Bu insanlar önce toplu resimlerde (fotoğraflarda) dostların negatifine sızdı sonra bizim masalarımıza. Bu yeni kişiler eskileri gibi değildi. Komplo kurup kovamazdık. Çünkü bu çocuklarda ar damarı yoktu. Elimizde enjektörlerle damar aradık aylarca. Bulamadık. Bunlar sosyal medyanın çocuklarıydı. Zır cahildiler. Yıkama yağlama mekanizmaları çok yeni olduğu için çökertecek yazılımı geliştiremedik. Çocuklar babadan oğula nesilmişçesine aynı şekilde önce edebiyat dünyasına sonra bizim sistemimize giriyorlardı. Siyasi örgütlerin kof, bunların üyelerine karşı kendi benliklerinin zayıf olduklarını keşfetmişlerdi. Sivil toplumunsa riyakârlığı arşa çıkmıştı. Mektep arkadaşları sıkıcıydı. Akrabalar faşistti. Özneyi çalıştırmanın tek yolu sanat dünyasıydı. Yani Freud'un deyişiyle süblimasyon. 

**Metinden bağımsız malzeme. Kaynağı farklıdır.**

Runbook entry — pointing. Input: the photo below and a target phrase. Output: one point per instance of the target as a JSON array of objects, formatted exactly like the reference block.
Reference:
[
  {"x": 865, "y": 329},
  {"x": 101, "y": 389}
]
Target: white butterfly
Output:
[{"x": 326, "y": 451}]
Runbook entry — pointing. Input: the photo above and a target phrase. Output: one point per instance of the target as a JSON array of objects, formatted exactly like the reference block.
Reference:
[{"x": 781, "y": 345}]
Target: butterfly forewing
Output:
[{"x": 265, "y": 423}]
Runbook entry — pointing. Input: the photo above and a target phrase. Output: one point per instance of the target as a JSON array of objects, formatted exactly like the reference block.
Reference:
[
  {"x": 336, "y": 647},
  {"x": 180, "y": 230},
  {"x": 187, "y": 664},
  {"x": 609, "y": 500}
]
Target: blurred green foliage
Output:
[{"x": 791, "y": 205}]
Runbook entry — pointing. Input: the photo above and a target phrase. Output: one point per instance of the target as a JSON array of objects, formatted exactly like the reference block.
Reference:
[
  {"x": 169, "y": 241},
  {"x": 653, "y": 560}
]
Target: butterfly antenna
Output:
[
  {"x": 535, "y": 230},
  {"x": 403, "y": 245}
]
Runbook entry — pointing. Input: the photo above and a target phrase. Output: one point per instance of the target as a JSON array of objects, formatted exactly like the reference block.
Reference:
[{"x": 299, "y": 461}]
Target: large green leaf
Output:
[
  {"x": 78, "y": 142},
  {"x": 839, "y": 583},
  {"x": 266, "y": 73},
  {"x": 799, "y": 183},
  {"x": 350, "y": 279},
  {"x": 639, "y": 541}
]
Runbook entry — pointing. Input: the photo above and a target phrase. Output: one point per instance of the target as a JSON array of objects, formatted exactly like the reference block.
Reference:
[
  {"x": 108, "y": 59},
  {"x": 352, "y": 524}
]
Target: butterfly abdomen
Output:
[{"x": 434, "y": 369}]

Sanat dünyasında yeteneksizliğin, hiç açılmamış sezginin, kapalı dimağın, hissizliğin, duygusuzlığun, cahilliğin örtülerek 2 ayda usta olunabilecek tek alan şiirdi, biraz da öyküydü. Müzik, oyunculuk, resim (çağdaş olmayan), dans ve benzeri ciddi sanat dalları en az 3-4 yıl idman isterdi. Eğitim belki bir ömür sürerdi. Yeteneksiz en erken beşinci altıncı yıl ayrılırdı bu belalı sanatlardan. Bir marangoz çırağı kalfa olmak için yıllarca çalışır kendini geliştirirdi. Zanaat bile yıllarınızı talep ederken şairlik en geç 90 günde tescil edilebilen bir şeydi.

İşte bu anasız babasız çocuklar kulübe kabul edilme arayışlarında bizim dostlarımızdaki en iğrenç zaafı yakaladılar: Pohpohlanmak. Övgüye, senaya aç mıdırlar bu bizim yaşlı dostlarımız peki? Değillerdir. Ömürlerince yüzlerine yapılan methiyeler, kendilerine adanan şiirler, haklarınca çıkan tanıtım yazıları belki 100’ü aşmıştır. Onlar da o yollardan geçmişlerdir. Fakat doymamışlardır. Gözleri aç kalmıştır. Hırs kalplerini mühürlemiştir. Mühürlü kalp, o olmayan beyinlerine kan gönderemediği için beyinleri de çürümüştür. Zekâ, gıdasız kalmıştır. Bu cılız, meflûç zekâ ile ancak birinci tekilden ikinci tekile hitap eden lirik şiirler, manzumeler, yıllarca yapılanı tekrardan ibaret, paçavralar yazabilirler. Ha, bir de bu zekâsızlık dalkavuğa direnci düşürür. Dalkavuğu fark etse de mukavemet edemez. Dümen suyuna kapılır. Daha doğrusu dümeni yutar.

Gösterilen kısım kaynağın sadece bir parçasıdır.